Analyzing data

The analyze module fits regression models for inference. Two unified entrypoints — association_study for EWAS / PheWAS / GWAS and interaction_study for pairwise GxE / GxG via likelihood-ratio test — accept lists of outcomes and regressors, auto-detect the regression family (linear / logistic), support five genotype encodings (additive / dominant / recessive / codominant / edge), and parallelise the scan via joblib. Survey- aware estimation (sample weights with cluster-robust standard errors) is one flag away. Results land in an immutable RegressionResults container with chainable .with_correction .passing .top .annotate .summary methods, ready to be filtered, annotated against the IGEM knowledge graph, and persisted.

Tip

Every function in this module returns a :class:RegressionResults — an immutable, chainable container with built-in .with_correction .passing .top .annotate .summary fluency. Inputs are never mutated; each transformation returns a fresh result.

Note

No CLI commands for this module. Inference produces in-memory results for downstream filtering, plotting, or report generation within the same Python session. Use Python or a notebook.

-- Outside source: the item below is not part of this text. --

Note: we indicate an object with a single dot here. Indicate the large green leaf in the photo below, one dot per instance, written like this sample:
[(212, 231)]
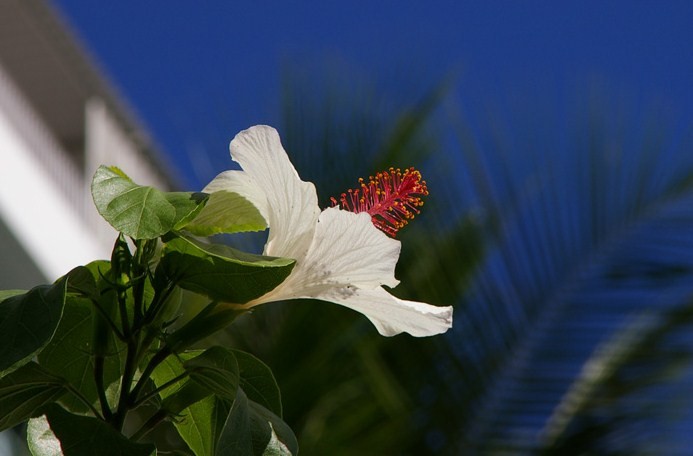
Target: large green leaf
[(227, 212), (188, 206), (40, 438), (28, 322), (87, 436), (138, 211), (198, 423), (220, 272), (258, 382), (252, 430), (217, 370), (25, 391), (71, 351)]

By the end of this page you will know how to:

  • Choose between association_study (unified EWAS / PheWAS / GWAS), interaction_study (pairwise GxE / GxG via LRT), and the legacy specialized entrypoints (ewas, gwas, lrt).

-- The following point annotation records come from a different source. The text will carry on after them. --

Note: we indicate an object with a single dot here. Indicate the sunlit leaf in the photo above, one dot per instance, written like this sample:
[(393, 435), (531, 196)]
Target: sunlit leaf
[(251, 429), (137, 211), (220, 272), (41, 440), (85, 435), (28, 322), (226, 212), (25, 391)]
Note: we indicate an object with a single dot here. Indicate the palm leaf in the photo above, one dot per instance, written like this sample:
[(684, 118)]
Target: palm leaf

  • Run single-outcome and multi-outcome PheWAS with per-outcome multiple-testing correction.

  • Test genotype regressors under five different encoding conventions (additive / dominant / recessive / codominant / edge).

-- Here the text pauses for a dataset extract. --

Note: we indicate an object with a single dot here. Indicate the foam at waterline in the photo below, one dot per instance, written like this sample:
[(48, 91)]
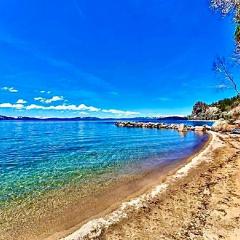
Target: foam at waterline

  • Apply survey-aware estimation (weights + cluster-robust SE) for NHANES-style designs.

  • Parallelise the regression scan with n_jobs.

  • Read the canonical output schema — Wald / LRT p-values, ΔAIC, convergence flags — and chain transformations on it.

All examples below use the IGEM facade, consistent with the rest of the user guide:

from igem import IGEM

with IGEM() as igem:
    phen = igem.data.read_phenotypes(
        "nhanes.csv", outcomes=["GLUCOSE"],
    )

    res = igem.analyze.interaction_study(
        phen,
        outcomes="GLUCOSE",                  # what we model
        covariates=["AGE", "SEX"],           # adjustment set
        interactions=[                       # candidate pairs to test
            ("BMI", "SMOKING"),
            ("BMI", "DIET_QUALITY"),
            ("PHYSICAL_ACTIVITY", "DIET_QUALITY"),
        ],
        n_jobs=-1,                           # parallelise across cores
    ).with_correction("fdr_bh")              # Benjamini-Hochberg FDR

Each interaction pair becomes one likelihood-ratio test; the result is a RegressionResults indexed by (outcome, term1, term2) ready for further filtering or annotation.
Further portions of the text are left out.